C’est aussi l’histoire d’une création ratée dont le couple n’est qu’une émanation, une paire de Frankenstein esclaves imaginés par une jeune femme du XIXe siècle dont la plume grince sur le papier. Dans ce cadre brisé, l’obsession moderne pour le bonheur paraît dangereuse : Godard rappelle qu’il est là pour dire un « non » salutaire, et mourir. Le couple fait pourtant un enfant, un cri jailli du ventre de la femme comme l’Origine du monde filmée en sépia trouble.

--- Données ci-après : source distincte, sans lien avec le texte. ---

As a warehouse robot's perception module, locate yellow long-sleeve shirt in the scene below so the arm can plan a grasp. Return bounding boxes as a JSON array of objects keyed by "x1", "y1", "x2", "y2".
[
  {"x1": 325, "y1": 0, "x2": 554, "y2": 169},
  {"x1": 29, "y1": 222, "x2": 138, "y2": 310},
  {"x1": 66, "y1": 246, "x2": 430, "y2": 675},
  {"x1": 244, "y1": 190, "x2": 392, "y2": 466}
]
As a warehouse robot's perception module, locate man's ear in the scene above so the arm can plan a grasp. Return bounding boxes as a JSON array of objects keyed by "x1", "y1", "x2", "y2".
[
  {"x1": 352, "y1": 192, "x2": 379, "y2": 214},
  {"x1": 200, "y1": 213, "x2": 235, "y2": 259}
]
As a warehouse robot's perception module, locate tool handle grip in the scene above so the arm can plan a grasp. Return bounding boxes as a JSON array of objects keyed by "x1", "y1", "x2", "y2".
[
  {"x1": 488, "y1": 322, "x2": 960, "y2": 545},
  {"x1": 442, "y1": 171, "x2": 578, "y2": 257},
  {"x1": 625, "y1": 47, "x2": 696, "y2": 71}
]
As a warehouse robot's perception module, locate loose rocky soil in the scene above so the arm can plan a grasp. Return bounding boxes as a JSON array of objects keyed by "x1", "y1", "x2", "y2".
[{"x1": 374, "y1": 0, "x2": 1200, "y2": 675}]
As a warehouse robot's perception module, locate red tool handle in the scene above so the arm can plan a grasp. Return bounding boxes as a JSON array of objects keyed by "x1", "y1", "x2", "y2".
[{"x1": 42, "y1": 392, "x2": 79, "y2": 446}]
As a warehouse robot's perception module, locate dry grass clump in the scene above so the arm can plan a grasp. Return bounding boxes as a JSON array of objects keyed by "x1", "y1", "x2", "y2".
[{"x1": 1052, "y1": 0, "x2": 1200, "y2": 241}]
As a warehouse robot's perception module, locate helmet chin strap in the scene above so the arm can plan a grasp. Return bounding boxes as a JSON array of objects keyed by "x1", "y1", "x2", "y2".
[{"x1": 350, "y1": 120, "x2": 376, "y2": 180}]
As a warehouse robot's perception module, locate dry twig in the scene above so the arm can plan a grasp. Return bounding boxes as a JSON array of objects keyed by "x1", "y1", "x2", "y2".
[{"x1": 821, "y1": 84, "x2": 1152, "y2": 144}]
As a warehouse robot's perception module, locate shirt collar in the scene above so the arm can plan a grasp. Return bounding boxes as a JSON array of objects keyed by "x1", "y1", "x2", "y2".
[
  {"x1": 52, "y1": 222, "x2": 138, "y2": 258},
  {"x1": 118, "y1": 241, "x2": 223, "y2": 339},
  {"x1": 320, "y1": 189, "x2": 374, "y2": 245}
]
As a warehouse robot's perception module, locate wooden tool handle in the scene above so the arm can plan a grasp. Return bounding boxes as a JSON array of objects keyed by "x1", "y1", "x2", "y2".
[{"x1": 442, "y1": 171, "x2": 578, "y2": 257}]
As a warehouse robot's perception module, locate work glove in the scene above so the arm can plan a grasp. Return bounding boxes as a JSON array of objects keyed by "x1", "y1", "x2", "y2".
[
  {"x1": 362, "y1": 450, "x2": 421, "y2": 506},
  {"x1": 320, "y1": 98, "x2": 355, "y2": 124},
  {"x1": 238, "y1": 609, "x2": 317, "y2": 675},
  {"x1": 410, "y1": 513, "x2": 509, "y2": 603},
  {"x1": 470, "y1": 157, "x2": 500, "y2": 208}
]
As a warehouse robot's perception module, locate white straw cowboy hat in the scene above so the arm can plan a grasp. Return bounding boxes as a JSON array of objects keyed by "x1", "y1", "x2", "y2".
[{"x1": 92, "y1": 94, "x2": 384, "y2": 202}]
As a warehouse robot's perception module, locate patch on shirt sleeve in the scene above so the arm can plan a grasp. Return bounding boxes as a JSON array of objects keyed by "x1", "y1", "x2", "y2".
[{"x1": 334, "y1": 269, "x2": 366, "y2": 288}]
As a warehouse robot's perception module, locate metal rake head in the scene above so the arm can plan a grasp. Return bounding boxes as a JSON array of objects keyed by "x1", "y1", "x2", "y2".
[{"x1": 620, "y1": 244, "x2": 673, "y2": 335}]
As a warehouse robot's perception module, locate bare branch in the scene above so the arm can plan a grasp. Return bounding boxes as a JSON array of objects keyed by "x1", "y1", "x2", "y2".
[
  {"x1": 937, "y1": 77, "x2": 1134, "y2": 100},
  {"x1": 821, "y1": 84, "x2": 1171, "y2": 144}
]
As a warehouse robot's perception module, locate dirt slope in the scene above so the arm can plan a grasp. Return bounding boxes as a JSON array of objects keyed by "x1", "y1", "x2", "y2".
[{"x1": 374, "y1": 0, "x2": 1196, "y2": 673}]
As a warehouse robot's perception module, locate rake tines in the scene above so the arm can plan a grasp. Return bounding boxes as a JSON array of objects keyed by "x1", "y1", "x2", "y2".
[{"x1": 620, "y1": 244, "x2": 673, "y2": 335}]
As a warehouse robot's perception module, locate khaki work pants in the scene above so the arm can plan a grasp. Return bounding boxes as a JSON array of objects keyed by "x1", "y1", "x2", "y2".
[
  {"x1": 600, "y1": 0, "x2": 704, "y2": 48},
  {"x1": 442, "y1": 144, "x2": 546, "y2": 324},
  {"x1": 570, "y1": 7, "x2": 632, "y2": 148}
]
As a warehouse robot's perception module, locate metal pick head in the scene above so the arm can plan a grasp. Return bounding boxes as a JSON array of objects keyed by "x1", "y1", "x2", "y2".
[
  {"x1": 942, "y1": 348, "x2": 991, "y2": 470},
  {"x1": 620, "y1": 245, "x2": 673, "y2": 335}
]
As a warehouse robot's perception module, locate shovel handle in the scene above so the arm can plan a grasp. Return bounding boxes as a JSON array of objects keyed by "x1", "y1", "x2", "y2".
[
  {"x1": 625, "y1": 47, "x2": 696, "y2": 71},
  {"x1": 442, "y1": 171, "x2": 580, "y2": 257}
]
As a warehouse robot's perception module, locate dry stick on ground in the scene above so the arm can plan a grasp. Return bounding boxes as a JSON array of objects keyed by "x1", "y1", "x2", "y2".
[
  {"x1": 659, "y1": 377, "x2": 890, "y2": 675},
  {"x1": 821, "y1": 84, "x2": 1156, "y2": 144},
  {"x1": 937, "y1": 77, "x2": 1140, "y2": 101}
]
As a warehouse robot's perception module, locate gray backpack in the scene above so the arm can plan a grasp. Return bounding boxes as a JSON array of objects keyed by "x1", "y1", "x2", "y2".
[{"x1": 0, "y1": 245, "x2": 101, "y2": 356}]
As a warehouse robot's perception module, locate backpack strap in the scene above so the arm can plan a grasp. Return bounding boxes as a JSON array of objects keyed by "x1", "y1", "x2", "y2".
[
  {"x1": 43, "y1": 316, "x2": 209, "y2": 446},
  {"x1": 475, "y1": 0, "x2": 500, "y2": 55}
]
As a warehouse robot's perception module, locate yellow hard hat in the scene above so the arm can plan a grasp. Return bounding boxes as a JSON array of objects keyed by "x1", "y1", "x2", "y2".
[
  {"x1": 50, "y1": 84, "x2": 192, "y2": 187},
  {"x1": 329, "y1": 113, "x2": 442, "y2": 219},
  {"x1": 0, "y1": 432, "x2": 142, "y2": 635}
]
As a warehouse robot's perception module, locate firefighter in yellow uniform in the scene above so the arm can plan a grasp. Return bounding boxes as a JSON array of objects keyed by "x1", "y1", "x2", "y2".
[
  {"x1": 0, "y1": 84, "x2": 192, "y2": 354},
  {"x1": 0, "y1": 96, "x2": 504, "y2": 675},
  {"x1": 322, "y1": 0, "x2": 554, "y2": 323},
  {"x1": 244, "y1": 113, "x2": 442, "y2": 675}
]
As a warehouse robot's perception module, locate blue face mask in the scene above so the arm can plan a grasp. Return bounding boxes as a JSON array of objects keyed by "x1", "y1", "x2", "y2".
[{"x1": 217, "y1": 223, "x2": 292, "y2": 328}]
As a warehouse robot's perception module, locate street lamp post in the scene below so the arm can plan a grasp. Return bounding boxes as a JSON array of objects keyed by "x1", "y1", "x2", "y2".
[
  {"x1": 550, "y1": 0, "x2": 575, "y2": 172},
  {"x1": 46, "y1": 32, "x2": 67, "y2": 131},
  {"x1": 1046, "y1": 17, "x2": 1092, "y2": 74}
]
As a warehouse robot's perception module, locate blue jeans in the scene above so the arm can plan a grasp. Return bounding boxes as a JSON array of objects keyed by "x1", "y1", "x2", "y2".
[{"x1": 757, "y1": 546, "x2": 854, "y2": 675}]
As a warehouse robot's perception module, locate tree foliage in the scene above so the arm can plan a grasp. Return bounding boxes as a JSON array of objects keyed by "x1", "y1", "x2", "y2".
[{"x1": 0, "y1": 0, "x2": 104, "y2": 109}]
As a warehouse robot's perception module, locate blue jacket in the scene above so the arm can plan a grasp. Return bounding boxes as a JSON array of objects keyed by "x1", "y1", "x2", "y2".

Formats saccadés, gestes chorégraphiés et sons en chœur déréglé : Adieu au langage suit une structure originale dont la haute précision permet à Godard de transmettre un univers organisé de ressentis indicibles. Beaucoup de références parfois lassantes d’érudition, et de considérations parfois lourdes comme des poncifs : oui, il est difficile d’être soi dans ce monde qui aime tant les personnages. Jean-Luc Godard reste chez lui. C’est quand même pour le meilleur, dans cette prolongation de la Nouvelle Vague qui montre la modernité comme elle est ressentie, isolante, brouillée, cadencée, technologique.

 
Adieu au langage de Jean-Luc Godard, avec Héloïse Godet, Kamel Abdelli, Richard Chevallier… France, 2014. Sortie le 21 mai 2014. Sortie DVD / Blu-ray / Blu-ray 3D le 3 décembre 2014.